Taxpayers are sometimes issued with information notices requiring them to provide HM Revenue and Customs (HMRC) with information and documents ‘reasonably required’ to check the taxpayer’s tax position (or to collect a taxpayer’s tax debt).
‘Possession or power’?
However, there are various restrictions on HMRC’s powers. One such restriction is that HMRC can only require the taxpayer to produce a document if it is in their ‘possession or power’.
This test has two alternative limbs. For example, an individual’s personal bank statements for the tax year 2020/21 should be in their ‘possession’ or ‘power’; even if they don’t possess paper statements due to online banking, it will generally be in their power to download and print statements or at least obtain paper copies from the bank.
Trust deed
However, in some cases it may be less clear cut whether a document is in someone’s possession or power. For example, in Cotswold Financial Planning Ltd v Revenue and Customs [2021] UKFTT 198 (TC), HMRC opened an enquiry into the company’s tax returns for two years and stated in a letter that it was also undertaking a PAYE compliance check, including in relation to a remuneration trust. HMRC issued an information notice requesting a list of documents and information.

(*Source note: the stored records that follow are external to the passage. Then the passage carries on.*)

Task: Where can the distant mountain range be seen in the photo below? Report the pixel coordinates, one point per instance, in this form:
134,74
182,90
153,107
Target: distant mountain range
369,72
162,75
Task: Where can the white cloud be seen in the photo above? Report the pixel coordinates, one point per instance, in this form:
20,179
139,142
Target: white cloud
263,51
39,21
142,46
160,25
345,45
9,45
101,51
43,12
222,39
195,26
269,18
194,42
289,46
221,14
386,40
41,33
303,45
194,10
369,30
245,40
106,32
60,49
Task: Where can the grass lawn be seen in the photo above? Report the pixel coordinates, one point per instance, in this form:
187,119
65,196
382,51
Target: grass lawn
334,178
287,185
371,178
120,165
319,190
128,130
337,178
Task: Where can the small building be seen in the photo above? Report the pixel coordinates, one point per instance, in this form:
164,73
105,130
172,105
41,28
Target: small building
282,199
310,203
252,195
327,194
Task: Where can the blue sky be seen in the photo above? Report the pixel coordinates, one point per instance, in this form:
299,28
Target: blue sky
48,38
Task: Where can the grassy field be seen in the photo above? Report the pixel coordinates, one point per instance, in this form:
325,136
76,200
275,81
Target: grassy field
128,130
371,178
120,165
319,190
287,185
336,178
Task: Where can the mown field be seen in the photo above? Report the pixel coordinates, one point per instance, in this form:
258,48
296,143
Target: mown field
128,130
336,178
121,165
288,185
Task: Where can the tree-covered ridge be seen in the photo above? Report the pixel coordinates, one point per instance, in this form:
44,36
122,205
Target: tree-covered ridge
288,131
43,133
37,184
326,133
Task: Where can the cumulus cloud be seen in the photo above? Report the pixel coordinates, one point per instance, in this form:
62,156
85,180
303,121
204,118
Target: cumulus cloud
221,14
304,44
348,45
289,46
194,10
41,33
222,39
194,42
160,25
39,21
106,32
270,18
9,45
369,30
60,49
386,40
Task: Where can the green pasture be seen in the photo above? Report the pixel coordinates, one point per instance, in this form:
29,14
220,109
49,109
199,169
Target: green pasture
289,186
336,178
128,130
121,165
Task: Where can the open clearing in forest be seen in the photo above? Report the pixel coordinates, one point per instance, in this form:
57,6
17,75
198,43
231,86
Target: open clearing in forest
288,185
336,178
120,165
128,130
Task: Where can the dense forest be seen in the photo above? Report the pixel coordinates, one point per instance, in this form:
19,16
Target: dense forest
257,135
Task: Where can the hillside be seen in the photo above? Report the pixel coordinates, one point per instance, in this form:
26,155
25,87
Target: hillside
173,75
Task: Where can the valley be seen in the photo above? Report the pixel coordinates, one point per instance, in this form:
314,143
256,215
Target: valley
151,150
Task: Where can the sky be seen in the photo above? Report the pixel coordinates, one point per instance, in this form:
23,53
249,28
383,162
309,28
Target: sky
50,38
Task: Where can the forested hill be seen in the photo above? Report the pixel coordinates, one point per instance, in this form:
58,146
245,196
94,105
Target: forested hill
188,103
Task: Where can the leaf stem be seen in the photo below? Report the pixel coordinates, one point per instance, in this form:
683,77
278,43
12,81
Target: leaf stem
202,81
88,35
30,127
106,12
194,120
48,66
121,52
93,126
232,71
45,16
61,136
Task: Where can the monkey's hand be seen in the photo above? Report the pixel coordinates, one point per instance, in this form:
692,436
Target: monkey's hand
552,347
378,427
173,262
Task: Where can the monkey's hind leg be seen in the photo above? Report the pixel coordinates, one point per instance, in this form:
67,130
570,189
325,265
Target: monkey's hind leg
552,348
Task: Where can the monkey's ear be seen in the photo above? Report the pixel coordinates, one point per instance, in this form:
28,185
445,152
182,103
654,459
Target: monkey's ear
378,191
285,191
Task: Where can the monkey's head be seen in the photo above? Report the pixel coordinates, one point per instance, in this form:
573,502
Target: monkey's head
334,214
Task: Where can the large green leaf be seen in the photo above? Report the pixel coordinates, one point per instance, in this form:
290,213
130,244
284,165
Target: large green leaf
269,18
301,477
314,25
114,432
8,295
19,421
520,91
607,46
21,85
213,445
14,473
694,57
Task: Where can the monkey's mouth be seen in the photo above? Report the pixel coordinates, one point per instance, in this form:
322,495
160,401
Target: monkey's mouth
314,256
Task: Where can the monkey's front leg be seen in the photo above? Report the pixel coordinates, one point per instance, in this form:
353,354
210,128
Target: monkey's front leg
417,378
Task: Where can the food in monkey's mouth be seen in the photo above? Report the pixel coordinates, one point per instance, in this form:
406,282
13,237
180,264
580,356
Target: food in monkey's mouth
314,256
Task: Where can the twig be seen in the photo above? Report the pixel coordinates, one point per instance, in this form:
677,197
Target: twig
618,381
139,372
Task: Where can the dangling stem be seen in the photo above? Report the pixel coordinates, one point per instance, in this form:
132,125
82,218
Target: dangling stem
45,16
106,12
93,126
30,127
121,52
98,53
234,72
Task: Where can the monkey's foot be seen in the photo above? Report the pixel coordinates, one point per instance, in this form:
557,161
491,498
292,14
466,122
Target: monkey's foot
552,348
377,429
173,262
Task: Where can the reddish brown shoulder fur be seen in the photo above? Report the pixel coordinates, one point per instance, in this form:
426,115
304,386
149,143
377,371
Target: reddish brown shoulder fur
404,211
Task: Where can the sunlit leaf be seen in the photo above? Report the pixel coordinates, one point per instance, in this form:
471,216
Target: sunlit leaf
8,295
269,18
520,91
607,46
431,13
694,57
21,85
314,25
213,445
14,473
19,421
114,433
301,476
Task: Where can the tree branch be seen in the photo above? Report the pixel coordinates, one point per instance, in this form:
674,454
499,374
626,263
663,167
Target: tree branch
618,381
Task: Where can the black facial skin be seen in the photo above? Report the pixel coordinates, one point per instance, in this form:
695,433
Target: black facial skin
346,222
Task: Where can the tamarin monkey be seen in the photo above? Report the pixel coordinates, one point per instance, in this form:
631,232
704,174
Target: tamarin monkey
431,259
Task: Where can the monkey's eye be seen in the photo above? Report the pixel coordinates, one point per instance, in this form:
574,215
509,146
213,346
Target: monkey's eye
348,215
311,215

The company produced all the documents and information requested in stages, apart from the trust deed for the remuneration trust. HMRC subsequently issued a fixed penalty of £300 for failing to comply with the information notice. The company appealed on the basis that the trust deed was not in its possession or power and that it had made ‘numerous and serious attempts to obtain the trust deed from the relevant parties and will continue to do so’. HMRC also issued daily penalties.
Unfortunately for the company, the First-tier Tribunal (FTT) decided that the trust deed was within the company’s power. As to whether the company had a reasonable excuse for failing to provide HMRC with the trust deed, the FTT noted that the company waited over five months from the initial information notice before making its first written request to the trustees. Ultimately, all it had taken was a phone call to the trustees to insist on the provision of the trust deed for it to be forthcoming within a few days.
HMRC’s view
HMRC considers that ‘possession’ means that the taxpayer has physical control over the document, irrespective of who the document actually belongs to. Furthermore, a document is in the taxpayer’s ‘power’ if they can obtain the document from whoever holds it.
This ‘ability’ to get the document can be through a legal entitlement to make the person holding it give it to them, or the influence that the taxpayer has on the person who owns or possesses the document (see HMRC’s Compliance Handbook manual at CH22120).
Practical point
There is a taxpayer right of appeal against information notices (subject to certain exceptions), and against penalties for non-compliance. An appeal should be considered if the taxpayer can demonstrate that a document is not in their possession or power, or if they can satisfactorily explain why they are unable to produce a document that is within their power.